A cup of Tea really can perk you up.
Pastor Connis Mobley of the United Community Baptist Church was booted off the Democratic primary ballot in the race to fill the seat of term-limited Councilman Domenic Recchia (D–Coney Island) due to irregularities in his petition filing — but the candidate is continuing his campaign with some help from former Brooklyn Tea Party president Joseph Hayon.
To compete in the Sept. 10 Democratic primary, Mobley needed 450 signatures from registered Democrats in the district spanning Coney Island, Seagate, Gravesend, and Bensonhurst. The city Board of Elections said the pastor of the church at the corner of W. 27th Street and Mermaid Avenue submitted 766 — but it ruled that 425 of them were invalid. The agency suggested that Mobley’s team had collected signatures from people either not registered to vote, not registered as Democrats, or not registered in the district. The 341 remaining signatures left Mobley well short of qualifying to run for the Democratic line.
The minister acknowledged that some of those who collected signatures for him — mostly members of his congregation — had made mistakes in their eagerness to get him on the ballot.
“We understand that some of our petitioners did not follow the rules, we know that, but they were just doing their best to get signatures,” Mobley said.
But the aspiring politician said the blow to his campaign left him hungrier than ever to capture the seat — and spread his message of black community empowerment.
“I’m not giving in, I’m not giving up. I still want to run. This has just added fuel to the fire,” said Mobley. “In America, everyone has a right to run and discuss the issues.”
So the campaign turned to Hayon, an old friend and early donor. The one-time Republican challenger of Assemblyman Steve Cymbrowitz (D–Sheepshead Bay) recommended that the preacher collect another 450 voter signatures before Aug. 20 to run as an independent candidate in the general election in November — and even agreed to let Mobley run on his School Choice Party line.
Hayon said he met with Mobley early in the campaign, and said the minister’s religious convictions and community ties appealed to him.
“I work with anybody regardless what they’re labeled as — as long as I believe that they will do what the people need, not what politicians need,” said Hayon. “He’s a pastor, and that means he wants to help people. That’s why he’s a pastor.”

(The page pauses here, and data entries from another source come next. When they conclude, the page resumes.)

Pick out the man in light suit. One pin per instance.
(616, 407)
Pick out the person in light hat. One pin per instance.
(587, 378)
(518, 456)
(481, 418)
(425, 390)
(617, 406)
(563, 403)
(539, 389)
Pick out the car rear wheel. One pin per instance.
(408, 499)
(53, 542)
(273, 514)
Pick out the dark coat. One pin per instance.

And, even though Mobley is a registered Democrat, both his campaign manager and campaign spokesperson are Republicans — and argued that the pastor’s values and stand on social issues tilt rightward.

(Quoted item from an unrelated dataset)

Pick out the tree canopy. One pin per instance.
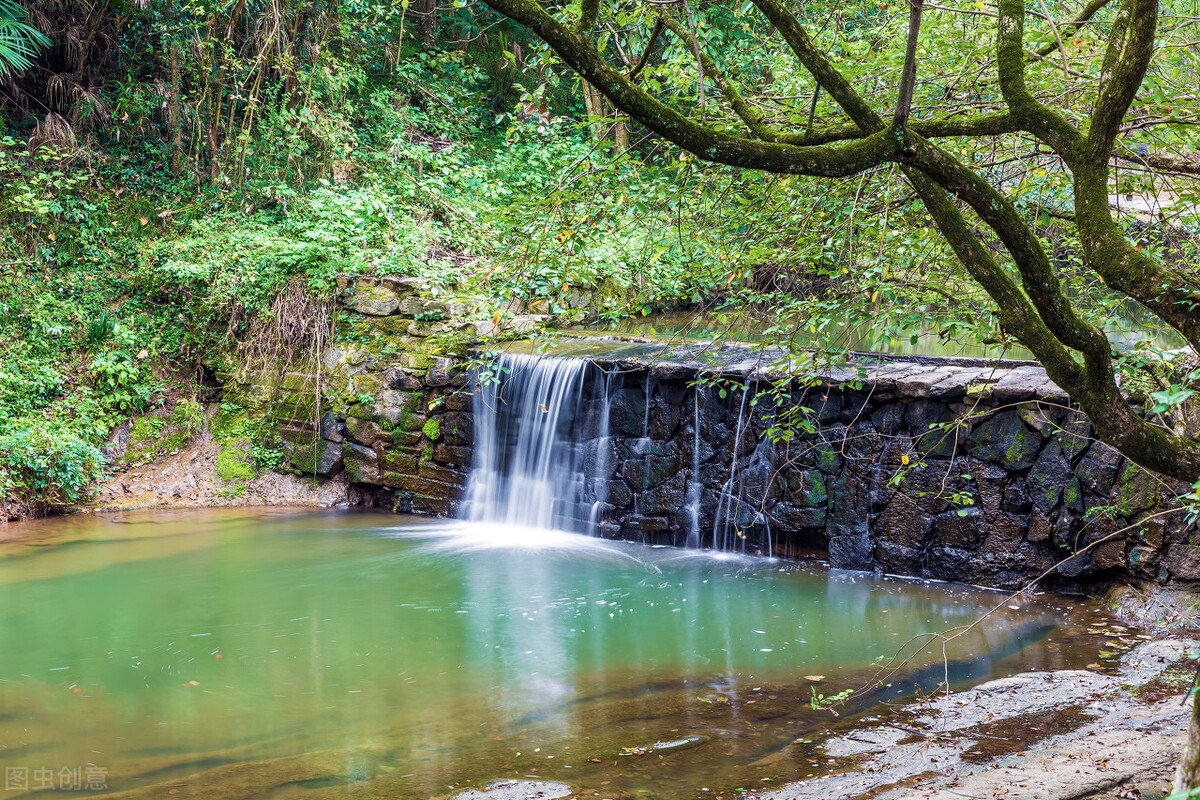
(947, 97)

“Part of what we believe in is teaching people to be self-sufficient, not to rely on government programs, and that is conservative,” said spokeswoman Dana Monroe.
But while Hayon said he was happy to help Mobley get on the ballot, the conservative activist won’t be giving him his vote in November. The registered Republican said he decided to support Republican candidate Andy Sullivan after the fellow Tea Partier jumped into the race in May.
And Mobley’s campaign still faces another handicap — weak fundraising. As of the last campaign fiannce reporting deadline last month, the preacher has less than $670 in his campaign warchest, the smallest amount of any of the four Democratic contenders. The next-lowest total belongs to Assemblyman Bill Colton (D–Bensonhurst) aide Mark Treyger, who has more than $25,000 in the bank. Activist Todd Dobrin has almost $41,000 in his coffers, and former Council Speaker Christine Quinn staffer John Lisyanskiy has roughly $44,000.